My daughter tried out for a school of the arts (but we moved before she could start), IMO there wasn’t a huge difference in talent but there was some difference in experience (and private instruction, and the access to instruments (not every elementary school or middle school had band and orchestra, not every student had had access to dance or acting thru public schools at the k-5 level).
I’m not sure what the answer is, but should a student who really wants to play or act or sing be shut out from a good arts education because he didn’t have the right experience by age 10? (our school was grades 6-12 so 5th graders were trying out, as well as older kids).
Actually, our Arts/humanities magnet is lottery as well – it is much smaller because of far less interest, but follows the same principle that all students should have equal chance of accessing a magnet education. Both the STEM and arts programs consistently rank in the top of the state.
This is really interesting. What are the long-term outcomes of students (STEM and arts/humanities) who don’t get a place via the lottery? Are they able to find alternative ways to further their interests?
Well, if the school was always a lottery, then it always had a mix of student abilities and performance, and taught to that average accordingly. I believe the problem at Lowell occurred because the older classes already in the school and not subject to lottery selection, were quite academically talented and course rigor had been set to match those students.
TJ has been an impressive powerhouse in STEM competitions over the years. It will be interesting to see how they fare going forward after the new admissions policies work through.
@ucla_cs_god probably attends one of the magnet schools in Lake Washington school district of WA, where Microsoft is located. Here’s the student composition of one of them (Telsa STEM High School):
By race:
White 26.1%
Asian 65.8%
Two or More Races 4.5%
Hispanic 3.5%
Black 0.2%
By SES:
Total Economically Disadvantaged 2%
Free Lunch Program 1%
Reduced-Price Lunch Program 0%
So the students in this school are much wealthier than those from schools like Lowell or Stuy. It has equally high percentage of Asian American students (which presumably is because the school district has high concentration of Asian Americans).
With those demographics, it isn’t surprising that the school does well, regardless of its admission policy.
The “problem” occurred at Lowell because parents of kids who didn’t get in freaked out.

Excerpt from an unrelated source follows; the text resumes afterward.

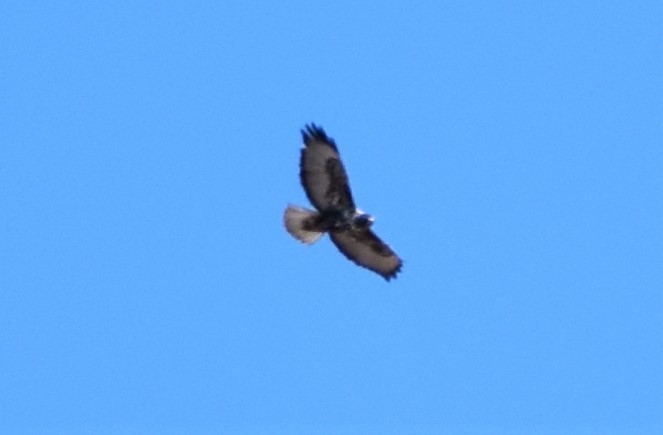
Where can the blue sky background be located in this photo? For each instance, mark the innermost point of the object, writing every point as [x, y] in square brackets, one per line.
[512, 153]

We have no idea whether the plan would have worked or not because it was ended after just one year.
This is very true; all schools in that district generally perform very well.
So the students in this school are much wealthier than those from schools like Lowell or Stuy.
It is most likely that the school @1NJParent mentioned is more comparable to TJ than the other two schools, as those seem to be urban rather than suburban schools.
To “solve” this you could have a qualification test that sets a bar requiring enough academic skills to have a chance to succeed at the advanced school but low enough to create a fairly mixed pool of candidates, and then pull the lottery from there. You won’t get the 100% alpha high achievers you had before, but you should have a mix that can do the work and reflects the community, and a random selection mechanism that removes any thumbs from any scales.
Or you could expand the schools in question to have the capacity to enroll all who meet the base qualification of academic skills indicating a good chance of success (i.e. make the schools large enough to offer open admission if you meet the base qualification).
Obviously, that will not necessarily “solve” demographic imbalances, but it will move the focus away from competitive admissions at the “elite” school to what may be the actual reasons and causes of the demographic imbalances.